Porque los poderes reales del mundo que lo dominan son inasibles. Son inmunes a las leyes, carecen de las propiedades de los mecanismos, más bien los órganos dotados de la sensibilidad y humanismo que hacen posibles los cambios, y mucho menos los que harían posibles los cambios enérgicos y casi súbitos requeridos por las condiciones medioambientales y climáticas perdidas. Pero la psicología profunda nos revela que hay acciones aparentemente racionales del hombre que están gobernadas en realidad por fuerzas que él mismo ignora o que están ligadas a un simbolismo absolutamente ajeno a la lógica corriente. No se puede detener el holocausto. Creo que hemos llegado al punto de no retorno. Aunque de pronto todos los gobiernos del mundo adoptasen acuerdos para reducir drásticamente la producción de objetos superfluos (y superfluo en este contexto extremo sería todo lo que no es indispensable para la vida), y no sólo los gases nocivos, aunque súbitamente dejasen de fabricarse, en el hipotético proceso regenerador a partir de ahí de las condiciones de equilibrio de la biosfera de las que se supone partimos y hacia las que desearíamos dirigirnos, haría acto de presencia, primero el principio de incertidumbre de Heisenberg, luego la ausencia de la «lógica» corriente inaplicable a los hechos de la Naturaleza, y luego, el impredecible número de décadas o centurias a priori necesarias para intentar restablecer las condiciones anteriores al desastre.
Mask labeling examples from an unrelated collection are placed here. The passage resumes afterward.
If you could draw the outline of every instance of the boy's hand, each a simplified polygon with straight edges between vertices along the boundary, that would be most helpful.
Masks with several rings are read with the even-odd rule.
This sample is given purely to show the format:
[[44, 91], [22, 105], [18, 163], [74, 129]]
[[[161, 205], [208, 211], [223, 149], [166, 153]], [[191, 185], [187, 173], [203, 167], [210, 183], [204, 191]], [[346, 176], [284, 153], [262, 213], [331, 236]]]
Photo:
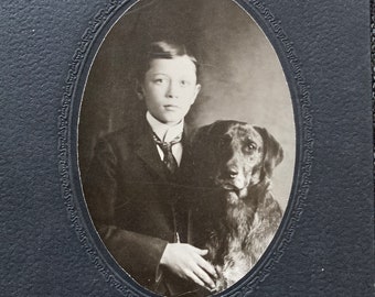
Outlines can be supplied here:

De modo que el llamamiento a la sensatez que hagamos Montes de Oca y yo y todos los ya apuntados y que quieran apuntarse a quienes en apariencia la han perdido por la obsesión de suministrarse y suministrar beneficios a unos cuantos a cualquier precio, son resueltamente inútiles. Está demostrada la inutilidad de antemano. Por la respuesta ya expresa de los mandatarios negacionistas y por el resultado inoperante de los mandatarios que no siéndolo, no pueden hacer nada frente a ellos y sólo pueden lucir su buena voluntad. Porque los llamados a cambiar de paradigma, a renunciar al paradigma de la ganancia como única y legítima aspiración del ser humano, están a su vez dominados por esas fuerzas que ignoran. Están atenazados o abducidos por el fatalismo de esa parte atroz de la condición humana. Hay dos clases de depravación: elegir lo que impide o destruye nuestra existencia y organizar la sociedad por la ley de más fuerte porque es la que rige en la Naturaleza. Por ésta se guían los dominadores. Y los dominadores, ya lo sabemos, son los capitalistas, los mayores enemigos del capitalismo, ahora envalentonados por el neoliberalismo y resueltos a privatizar el aire que respiramos. La resistencia a su dominación en el mundo, es la que es, pero demasiado débil comparada con su fuerza y su determinación. Pues la fuerza del dinero y de las finanzas con la que cuentan es abstracta, transversal y se extiende subterráneamente por todas las naciones. Y como esto es así, nada puede cambiar… a menos que la Humanidad sin tapujos les declare urbi et orbe la guerra. Por lo menos la guerra a su falta de conciencia y a esa ambición…
Jaime Richart, Antropólogo y jurista.